Light Wood Frame construction, is the assembly of dimensional lumber or engineered wood that is regularly spaced and fastened together with nails to create floor, wall and roof assemblies.
The structural parts are of wood or are dependent on a wooden frame for support and the structure can be pre-fabricated or built on site. It is one of the most common forms of construction in North America.
In residential construction, mainly light structural lumber is used, it is milled from Conifers (softwood trees) such as spruce, pine and fir (SPF) that are sawn and machine-planed to standard dimensions (2×4″, 2×6″, 2×8″, etc.)
LWF construction is light, as the name suggests and allows quick construction with no heavy tools or equipment. It is able to adapt itself to any geometric shape, and can be clad with a variety of materials. There are a huge variety of products and systems tailored to this type of construction.
FII India (Canadian Wood), a crown agency of the Govt. of B.C. Canada with a mandate to promote B.C. Forest Products in offshore markets, first displayed the North American style home, constructed using the light wood-frame (LWF) method at the DelhiWood show in 2017.
The exhibit was a walkthrough installation with unfinished walls and ceilings, topped by an exposed roof structure. The partial-finish theme allowed visitors to closely inspect and thereby understand the unique construction and weatherproofing on display, the discreet inclusion of services and insulation, the prefabricated style, as well as the interface of structural materials with interior fit-out and exterior claddings.
This exhibit garnered not just awareness, but also interest, resulting in numerous enquiries to FII about LWF design. FII was aware that wooden houses were gaining popularity in India for resorts at beach locations and hill stations, and for farmhouses and countryside homes with infrastructure and access challenges, because these wooden houses were either de-mountable or portable, and constructed in a different style. The predominant method was prefabricated tongue and groove-interlocking boards, hence it was encouraging to see the same manufacturers who preferred this method expressing interest in LWF construction.
The challenge for FII then, was to provide the relevant training and knowledge sharing that is necessary for interested parties to construct effectively without compromising on industry standards, as well as to impart the necessary skills and techniques to their workforces.
In response to the overwhelming interest from Southern India manufacturers FII thus roped in a professional builder and instructor from Canada, to conduct training at FII’s inaugural LWF training course in India at Mysore. It helped that a similar exercise had previously been conducted at Shanghai, China for Canada Wood, so the experience as well as the course structure was already in place, including a detailed-but-edited version of “Guide to Good Practice” that could be used as a training resource for India.

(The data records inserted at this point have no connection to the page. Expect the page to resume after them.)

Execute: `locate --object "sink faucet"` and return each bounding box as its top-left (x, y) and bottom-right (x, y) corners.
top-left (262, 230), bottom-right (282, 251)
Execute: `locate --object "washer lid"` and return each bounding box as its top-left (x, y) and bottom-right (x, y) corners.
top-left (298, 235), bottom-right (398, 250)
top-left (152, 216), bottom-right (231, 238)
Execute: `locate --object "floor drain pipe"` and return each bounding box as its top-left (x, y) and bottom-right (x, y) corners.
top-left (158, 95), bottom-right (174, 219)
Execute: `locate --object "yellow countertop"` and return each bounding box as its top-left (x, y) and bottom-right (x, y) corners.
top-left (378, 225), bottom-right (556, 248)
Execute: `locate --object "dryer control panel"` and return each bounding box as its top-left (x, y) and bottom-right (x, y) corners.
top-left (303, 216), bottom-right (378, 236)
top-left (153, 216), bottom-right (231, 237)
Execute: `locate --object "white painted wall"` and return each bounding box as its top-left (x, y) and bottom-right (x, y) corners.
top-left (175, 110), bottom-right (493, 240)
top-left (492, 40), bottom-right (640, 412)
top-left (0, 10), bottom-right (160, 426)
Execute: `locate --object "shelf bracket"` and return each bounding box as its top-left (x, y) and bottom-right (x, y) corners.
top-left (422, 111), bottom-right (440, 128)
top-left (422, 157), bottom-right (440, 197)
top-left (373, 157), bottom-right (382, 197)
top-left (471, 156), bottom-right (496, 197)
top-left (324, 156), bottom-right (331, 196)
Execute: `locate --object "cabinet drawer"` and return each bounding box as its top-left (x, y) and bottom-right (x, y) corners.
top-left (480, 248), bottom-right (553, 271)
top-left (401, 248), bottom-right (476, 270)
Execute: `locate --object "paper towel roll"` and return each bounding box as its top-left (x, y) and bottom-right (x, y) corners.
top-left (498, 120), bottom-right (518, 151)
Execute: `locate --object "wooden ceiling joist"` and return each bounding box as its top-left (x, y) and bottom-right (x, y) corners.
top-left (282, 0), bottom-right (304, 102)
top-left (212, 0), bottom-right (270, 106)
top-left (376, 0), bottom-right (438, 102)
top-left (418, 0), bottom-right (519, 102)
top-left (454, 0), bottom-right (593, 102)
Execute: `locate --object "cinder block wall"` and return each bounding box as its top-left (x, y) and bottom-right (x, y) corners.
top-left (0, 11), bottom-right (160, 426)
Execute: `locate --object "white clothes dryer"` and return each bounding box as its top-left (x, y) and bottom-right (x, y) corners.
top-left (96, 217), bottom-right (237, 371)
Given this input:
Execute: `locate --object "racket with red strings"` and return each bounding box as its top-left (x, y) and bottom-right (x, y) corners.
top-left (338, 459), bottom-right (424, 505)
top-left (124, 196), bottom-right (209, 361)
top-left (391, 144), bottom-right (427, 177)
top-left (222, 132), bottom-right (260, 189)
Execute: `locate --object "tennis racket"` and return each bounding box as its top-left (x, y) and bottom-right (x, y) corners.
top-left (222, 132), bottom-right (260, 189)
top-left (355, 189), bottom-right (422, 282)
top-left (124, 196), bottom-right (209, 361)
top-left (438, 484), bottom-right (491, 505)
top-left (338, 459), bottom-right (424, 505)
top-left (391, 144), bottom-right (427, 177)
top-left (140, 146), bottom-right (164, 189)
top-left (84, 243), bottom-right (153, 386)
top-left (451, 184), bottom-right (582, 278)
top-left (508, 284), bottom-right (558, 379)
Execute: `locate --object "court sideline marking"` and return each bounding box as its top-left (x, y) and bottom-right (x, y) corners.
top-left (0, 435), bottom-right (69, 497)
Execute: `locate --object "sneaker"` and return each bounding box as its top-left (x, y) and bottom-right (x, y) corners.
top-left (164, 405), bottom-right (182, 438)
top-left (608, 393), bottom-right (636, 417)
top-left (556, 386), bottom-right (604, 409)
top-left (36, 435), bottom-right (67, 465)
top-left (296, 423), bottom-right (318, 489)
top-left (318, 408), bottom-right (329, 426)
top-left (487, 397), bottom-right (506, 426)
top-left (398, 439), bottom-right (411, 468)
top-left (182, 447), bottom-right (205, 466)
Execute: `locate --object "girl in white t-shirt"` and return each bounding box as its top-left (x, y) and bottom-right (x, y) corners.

It was a 10-day training program and it was heartening to see the commitment of all the participants (over 20 in number) ranging from company directors to factory floor employees. The enthusiasm of the group, some of whom ran their own businesses and competed in the market place, yet still came together under one roof for a common objective was heart-warming.
The response to its first Wood College (LWF training program) at Mysore has encouraged FII India to plan its second training program from 18th to 28th February 2019 in Delhi/NCR. This has already generated great interest amongst manufacturers who missed the first program at Mysore.
The course is hands-on training, with all participants contributing to the cutting, nailing, measuring and construction of the foundation and the floor, wall and roof framing, and bracing, using a variety of quality tools.
The course requires all participants to learn through action how to build a light timber-frame house constructed from start to finish over the duration of the course. The resulting house consists of prefabricated stud wall sections over two levels with flooring and sheathing, three windows, an inside partition wall and door opening, roof trusses with eaves and fascia, and a fully sheathed roof. With the addition of an entry stair-case the house is considered complete to lockup stage.
The second Wood College being organised by FII India in February 2019 at Delhi/NCR will be identical in format to the inaugural course at Mysore in August 2018 and FII expects it to be oversubscribed too as was the case with the inaugural training program.
We at BuildingandInteriors hope that training programs organised by organisations such as FII will help spread the culture of building with wood in India in an organised manner and overall benefit the wood fraternity.